Luís França, Erival Martins e Raimundo Benigno foram condenados na mesma sentença ao pagamento das perdas e danos sofridos pela Vale. Os valores deverão ser apurados posteriormente em fase de liquidação de sentença. Segundo a secretaria da Subseção Judiciária de Marabá, a quantia que cada um dos réus terá que desembolsar dependerá do levantamento dos prejuízos que a empresa sofreu no período em que a ferrovia permaneceu interditada por manifestantes, entre eles os três réus.

Marilene dos Santos, única ré citada que ofereceu defesa no processo, foi absolvida. Embora seja presidente de uma cooperativa de mineradores, o juiz considerou que não ficou demonstrado que ela ou a cooperativa desempenharam atividades prejudiciais à posse da Vale. Haddad também inocentou o réu Otacílio Rodrigues Rocha, presidente de uma cooperativa.

Para o juiz, ficou claro que Luís Salomé de França e Erival Carvalho Martins exerceram o papel de líderes da interdição. Quanto a Raimundo Benigno, o magistrado destaca que "a todo tempo era informado das movimentações que antecederam a invasão, pelo telefone celular, comprovam a responsabilidade quanto aos fatos noticiados na inicial".

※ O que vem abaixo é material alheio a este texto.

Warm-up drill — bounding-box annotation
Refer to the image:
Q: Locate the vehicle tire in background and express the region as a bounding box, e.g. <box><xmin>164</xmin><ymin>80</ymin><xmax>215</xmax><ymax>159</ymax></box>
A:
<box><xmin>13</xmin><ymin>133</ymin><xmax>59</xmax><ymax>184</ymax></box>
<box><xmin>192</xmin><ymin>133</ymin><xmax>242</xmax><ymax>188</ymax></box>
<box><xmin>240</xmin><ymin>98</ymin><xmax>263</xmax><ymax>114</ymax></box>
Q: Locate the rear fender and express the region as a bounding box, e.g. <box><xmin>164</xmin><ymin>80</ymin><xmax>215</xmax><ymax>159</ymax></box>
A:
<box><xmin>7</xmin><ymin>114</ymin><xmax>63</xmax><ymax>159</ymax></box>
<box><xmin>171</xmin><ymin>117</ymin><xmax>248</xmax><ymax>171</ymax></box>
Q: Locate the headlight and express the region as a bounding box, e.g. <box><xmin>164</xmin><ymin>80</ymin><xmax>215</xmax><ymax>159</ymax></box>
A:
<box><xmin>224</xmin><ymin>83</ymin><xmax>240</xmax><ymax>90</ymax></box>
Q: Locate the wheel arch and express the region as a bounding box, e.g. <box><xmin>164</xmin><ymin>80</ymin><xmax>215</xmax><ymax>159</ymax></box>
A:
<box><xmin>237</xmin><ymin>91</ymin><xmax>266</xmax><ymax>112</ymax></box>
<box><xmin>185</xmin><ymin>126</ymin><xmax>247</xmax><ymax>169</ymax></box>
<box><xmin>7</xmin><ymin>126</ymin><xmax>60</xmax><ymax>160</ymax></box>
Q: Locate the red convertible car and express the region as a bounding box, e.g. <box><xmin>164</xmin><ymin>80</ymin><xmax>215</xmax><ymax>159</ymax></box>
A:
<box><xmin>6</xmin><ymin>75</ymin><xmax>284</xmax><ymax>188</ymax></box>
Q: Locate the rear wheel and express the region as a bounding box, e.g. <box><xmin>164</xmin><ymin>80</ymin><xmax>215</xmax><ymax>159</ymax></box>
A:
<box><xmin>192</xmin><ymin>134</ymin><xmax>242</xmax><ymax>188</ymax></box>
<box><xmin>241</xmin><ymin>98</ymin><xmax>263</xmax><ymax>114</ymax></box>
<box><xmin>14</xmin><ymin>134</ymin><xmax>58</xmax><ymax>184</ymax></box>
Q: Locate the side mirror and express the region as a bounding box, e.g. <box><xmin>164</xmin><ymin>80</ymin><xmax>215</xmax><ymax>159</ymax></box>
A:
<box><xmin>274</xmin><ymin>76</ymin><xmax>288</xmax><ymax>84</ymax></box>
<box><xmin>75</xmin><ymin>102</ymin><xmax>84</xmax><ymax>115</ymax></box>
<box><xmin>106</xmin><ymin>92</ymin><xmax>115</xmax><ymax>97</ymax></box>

A sentença do juiz relata, com base em informações produzidas por oficial de Justiça, "que se ateou fogo nos dormentes, houve corte de cabos de fibra ótica e de energia e levantamento de trilhos". Os três réus, segundo o magistrado, "lideraram diversas pessoas na invasão da estrada de ferro e, por essa razão, devem responder pela totalidade dos danos causados, como também arcar com a multa imposta caso a turbação ocorresse".